Spiritual Identity Formation: Testing a Model of Religious Conversion Processes

Date of Award

2012

Document Type

Dissertation

Degree Name

Doctor of Philosophy (Ph.D.)

Department

Psychology/Clinical

First Advisor

Kenneth Pargament

Second Advisor

Annette Mahoney (Committee Member)

Third Advisor

Dara Musher-Eizenman (Committee Member)

Fourth Advisor

Linda Petrosino (Committee Member)

Abstract

Religious conversion has long fascinated both the faithful and social scientists. However, despite efforts to distinguish between different styles and processes, measures of conversion styles are lacking. The present study proposes a framework for understanding the variety of religious conversion experiences based upon identity development theory and research.

The author developed self-report, Likert-type measures of three conversion styles and administered them to college students from six institutions. The final sample consisted of 478 college students who met criteria for having experienced a religious conversion. The author performed exploratory factor analyses and reliability analyses on the conversion style measures in order to refine them, which resulted in a four-factor model of conversion styles. Using the final scales, he used hierarchical multiple regression to test their relationships with participants’ retrospective reports of their psychosocial functioning (e.g., perceived stress) in the period leading up to their conversion, as well as participants’ current psychosocial and religious/spiritual functioning.

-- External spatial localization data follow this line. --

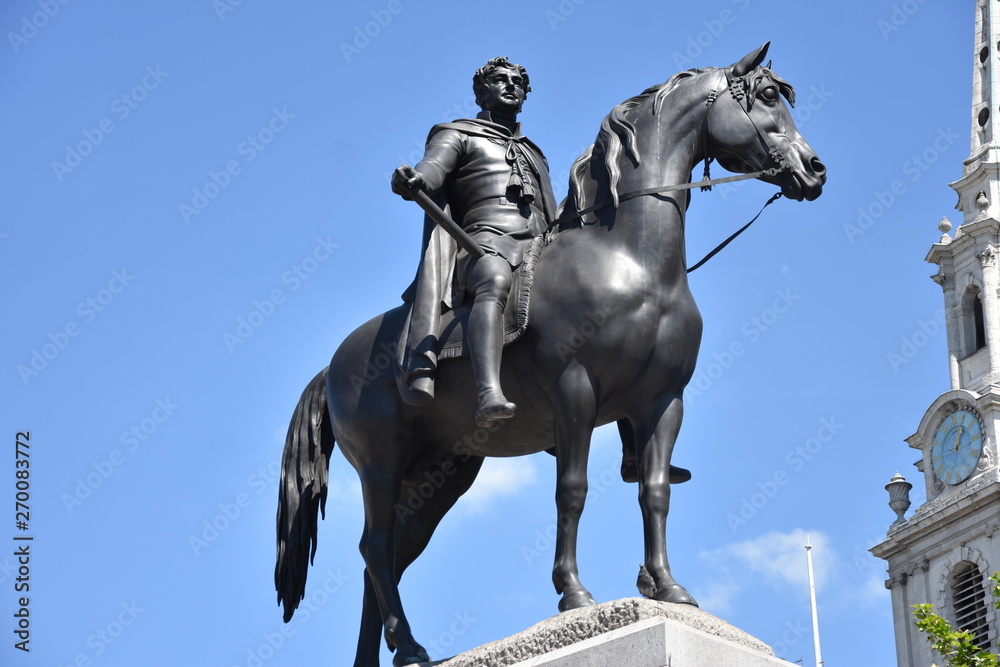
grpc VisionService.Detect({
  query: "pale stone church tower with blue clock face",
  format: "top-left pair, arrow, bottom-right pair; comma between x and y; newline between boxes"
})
871,0 -> 1000,667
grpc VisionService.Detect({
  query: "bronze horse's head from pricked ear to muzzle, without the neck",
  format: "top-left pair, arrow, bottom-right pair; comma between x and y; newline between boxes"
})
706,42 -> 826,201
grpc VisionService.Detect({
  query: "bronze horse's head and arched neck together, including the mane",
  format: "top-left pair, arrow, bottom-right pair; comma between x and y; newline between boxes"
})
561,42 -> 826,226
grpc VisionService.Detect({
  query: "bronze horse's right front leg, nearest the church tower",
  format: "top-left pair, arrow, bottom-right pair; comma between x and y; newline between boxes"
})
635,395 -> 698,607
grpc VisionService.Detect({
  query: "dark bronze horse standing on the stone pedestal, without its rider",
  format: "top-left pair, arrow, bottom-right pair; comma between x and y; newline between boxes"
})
275,44 -> 826,667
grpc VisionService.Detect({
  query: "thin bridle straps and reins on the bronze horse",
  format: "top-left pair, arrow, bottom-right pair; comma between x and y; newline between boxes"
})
549,68 -> 792,273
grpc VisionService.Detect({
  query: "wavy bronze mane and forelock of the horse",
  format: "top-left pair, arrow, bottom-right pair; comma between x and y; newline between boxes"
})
567,63 -> 795,217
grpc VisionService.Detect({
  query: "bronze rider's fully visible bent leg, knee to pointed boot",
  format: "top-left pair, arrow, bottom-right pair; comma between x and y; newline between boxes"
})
465,254 -> 517,426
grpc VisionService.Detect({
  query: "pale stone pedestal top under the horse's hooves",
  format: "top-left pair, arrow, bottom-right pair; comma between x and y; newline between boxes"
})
423,598 -> 791,667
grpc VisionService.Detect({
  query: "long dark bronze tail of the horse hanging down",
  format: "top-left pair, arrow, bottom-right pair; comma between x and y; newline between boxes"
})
274,368 -> 334,623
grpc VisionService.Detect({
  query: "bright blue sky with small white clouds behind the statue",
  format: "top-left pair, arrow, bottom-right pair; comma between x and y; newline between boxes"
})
0,0 -> 974,667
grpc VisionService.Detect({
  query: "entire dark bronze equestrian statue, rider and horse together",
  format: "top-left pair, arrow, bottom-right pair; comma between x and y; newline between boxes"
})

The results suggested that the four measures reliably assessed distinct constructs and that they showed different patterns of relationships to other psychosocial and religious/spiritual variables. It appears that some forms of conversion are associated with better functioning whereas others are related to poorer functioning. The conversion style measures developed in this study open up new possibilities for empirical psychological research on religious conversion and may challenge prevailing understandings of this phenomenon.